Chapitre 1 : Au revoir racines
Voilà, le jour est arrivé. Aujourd'hui je vais quitter mon village. Ça n'est pas mon choix, j'ai été vendu. Ça marche comme ça ici. Mon village doit faire face à l'envahisseur venu d'Afrique. Ils viennent en France, enlèvent des enfants et les ramènent chez eux afin d'en faire des esclaves. Enfin, c'est ce qu'on dit, jamais personne n'a pu vraiment raconter ce qui se passait après le départ du village. Bien-sûr, nous avons des cours « d’histoire » nous expliquant pourquoi le monde est ainsi mais ça n’est basé que sur des « on dit » ou de vieux discours qui sont, peut-être, complètement obsolètes.
Ça y est, ils sont là, ils ont déjà pris Matthieu et Paul. Pierre essaie de fuir, ça ne va pas durer longtemps, ils vont l'attraper, le battre et il n'aura rien gagné que des coups en plus. Je reste calme mais j'en veux au monde entier. J'en veux à mes parents de ne pas avoir lutté pour que je ne sois pas vendu, j'en veux au village d'avoir noué ce pacte, j'en veux à la vie d'avoir donné toutes les richesses aux pays du sud. Ici, nous n'avons rien. En Afrique, ils ont tout. Bien-sûr, j'ai bien entendu des histoires qui font froid dans le dos et qui devraient me dissuader de penser que les choses pourraient être différentes. Par exemple, un vieux du village a raconté qu'il avait entendu une histoire à propos d'un village espagnol. Ce village avait tenté de se rebeller et avait réussi à se défaire des quelques maitres Sénégalais qui étaient venus pour prendre des esclaves. Cette information était arrivée aux oreilles des dirigeants au Sénégal et ils avaient envoyé une armée de plus de dix-milles hommes. Ils ne s'étaient pas contentés de ravager ce village mais ils avaient détruit tous les villages aux alentours. En tout, il y avait eu plus une vingtaine de villages détruits. Ils n'avaient laissé aucun survivant, ni femmes, ni enfants, personne. Enfin si, un vieux monsieur qui avait été chargé de propager la nouvelle partout afin d'annihiler toutes velléités de rébellion. Ça avait fonctionné, l'Espagne était devenue le premier fournisseur d'esclaves blancs pour les grands pays Africains.
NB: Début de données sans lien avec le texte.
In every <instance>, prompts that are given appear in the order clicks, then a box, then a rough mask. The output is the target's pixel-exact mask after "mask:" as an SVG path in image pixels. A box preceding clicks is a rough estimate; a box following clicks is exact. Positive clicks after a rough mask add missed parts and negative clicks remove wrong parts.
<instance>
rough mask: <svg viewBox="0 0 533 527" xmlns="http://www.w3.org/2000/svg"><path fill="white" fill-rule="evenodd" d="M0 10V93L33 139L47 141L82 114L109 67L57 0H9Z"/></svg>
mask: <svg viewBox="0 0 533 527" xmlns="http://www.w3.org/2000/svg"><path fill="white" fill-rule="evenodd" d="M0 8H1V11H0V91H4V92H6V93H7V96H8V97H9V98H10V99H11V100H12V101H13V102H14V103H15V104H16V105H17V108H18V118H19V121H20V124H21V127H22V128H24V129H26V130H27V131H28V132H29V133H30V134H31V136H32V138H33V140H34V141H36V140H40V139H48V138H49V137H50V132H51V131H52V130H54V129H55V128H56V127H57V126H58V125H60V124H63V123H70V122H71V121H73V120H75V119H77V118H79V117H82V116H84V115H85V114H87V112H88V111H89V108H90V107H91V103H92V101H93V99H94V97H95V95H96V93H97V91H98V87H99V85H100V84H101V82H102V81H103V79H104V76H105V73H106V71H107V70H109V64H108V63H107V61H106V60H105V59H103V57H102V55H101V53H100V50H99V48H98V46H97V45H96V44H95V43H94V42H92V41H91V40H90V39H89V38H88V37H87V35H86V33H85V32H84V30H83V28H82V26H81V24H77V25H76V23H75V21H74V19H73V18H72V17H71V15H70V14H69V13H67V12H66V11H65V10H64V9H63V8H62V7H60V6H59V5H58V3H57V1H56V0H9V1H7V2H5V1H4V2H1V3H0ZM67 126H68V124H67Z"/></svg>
On m'a aussi dit que "vendre" était bien mieux que "prendre". Effectivement, le village vend ses enfants pour survivre alors que les villages d'à côté n'ont pas le choix, les envahisseurs viennent, prennent les enfants et repartent. Ici, ils viennent, ils passent commande et ils payent (presque toujours) à la fin. Ça avait été négocié comme ça, et c'était le moins pire pour le village... Oui, pour le village, mais pas pour nous, pas pour ceux qui sont vendus.
Alors non, je ne veux pas me résoudre à me dire que c’est normal et que ce sera toujours comme ça, pas encore, pas maintenant.
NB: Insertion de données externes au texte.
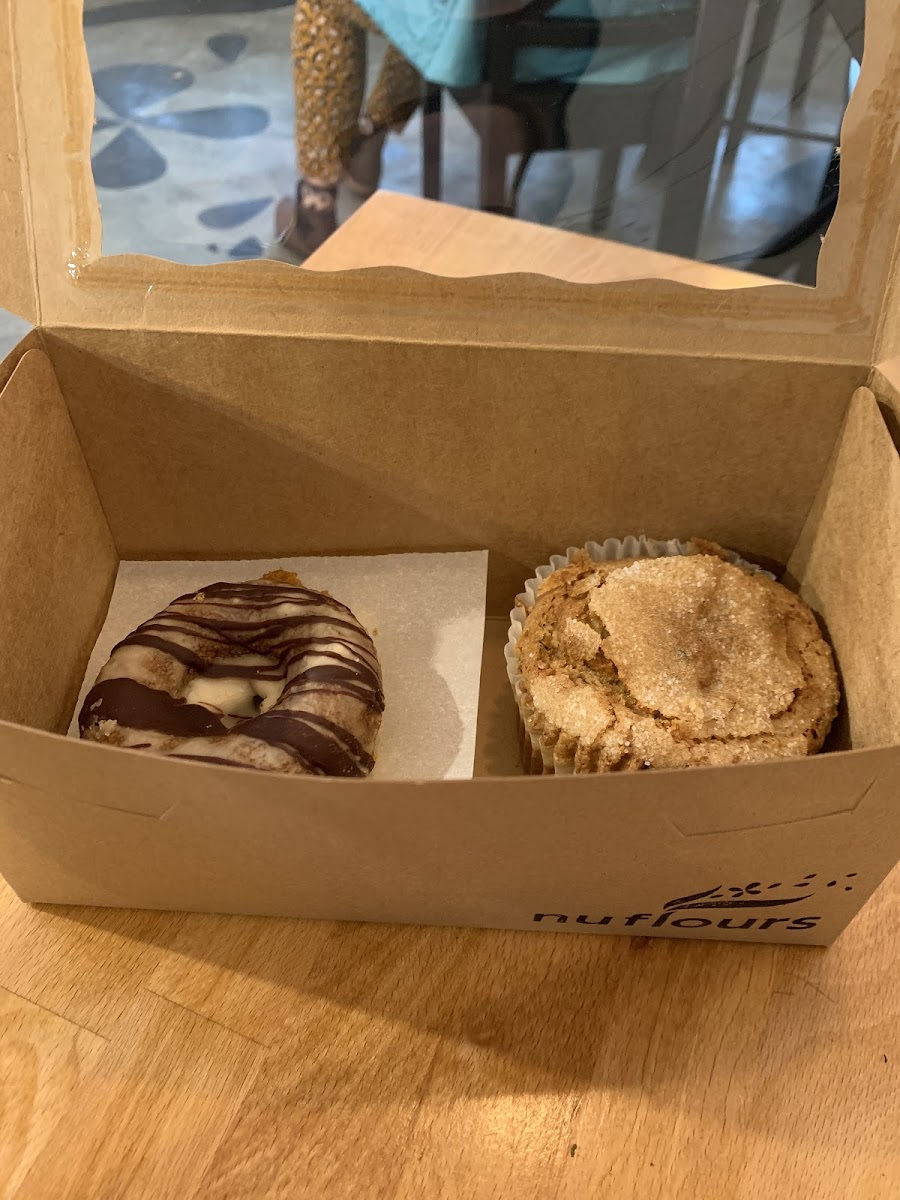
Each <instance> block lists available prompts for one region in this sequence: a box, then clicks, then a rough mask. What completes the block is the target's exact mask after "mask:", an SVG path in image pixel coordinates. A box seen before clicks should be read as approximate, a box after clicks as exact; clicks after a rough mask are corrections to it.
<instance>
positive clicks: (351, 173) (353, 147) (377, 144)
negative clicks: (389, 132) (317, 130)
mask: <svg viewBox="0 0 900 1200" xmlns="http://www.w3.org/2000/svg"><path fill="white" fill-rule="evenodd" d="M386 137H388V131H386V130H370V131H366V130H362V128H361V130H360V132H359V133H358V134H356V137H355V139H354V142H353V146H352V148H350V161H349V162H348V163H347V170H346V173H344V184H346V185H347V187H348V188H349V191H352V192H353V194H354V196H359V197H360V199H364V200H367V199H368V197H370V196H374V193H376V192H377V191H378V185H379V184H380V181H382V151H383V150H384V142H385V138H386Z"/></svg>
Bref, aujourd'hui je pars et je ne reverrais sans doute jamais mon village. Je ne sais pas où je vais finir, les Belges/Allemands/Hollandais finissent souvent dans les pays du sud de l'Afrique. Les Espagnols, Portugais, Italiens sont plus utilisés dans le nord. Mais nous, les Français, nous sommes une sorte de variable d'ajustement, ils nous mettent là où il y a des besoins. C'est fou quand même, nous sommes tous des êtres humains après tout, pourquoi les gens noirs ne nous considèrent pas comme leurs égaux? Pourquoi sommes-nous leurs esclaves? Sommes-nous vraiment d'une race différente? Sommes-nous vraiment inférieurs? Je ne sais pas, j'ai peur... Ils sont là, juste devant la porte de ma maison. Je vais devoir y aller si je ne veux pas recevoir de coups. Je range mon cahier, j'espère pouvoir écrire pendant le trajet et laisser une trace de ce que je vais vivre.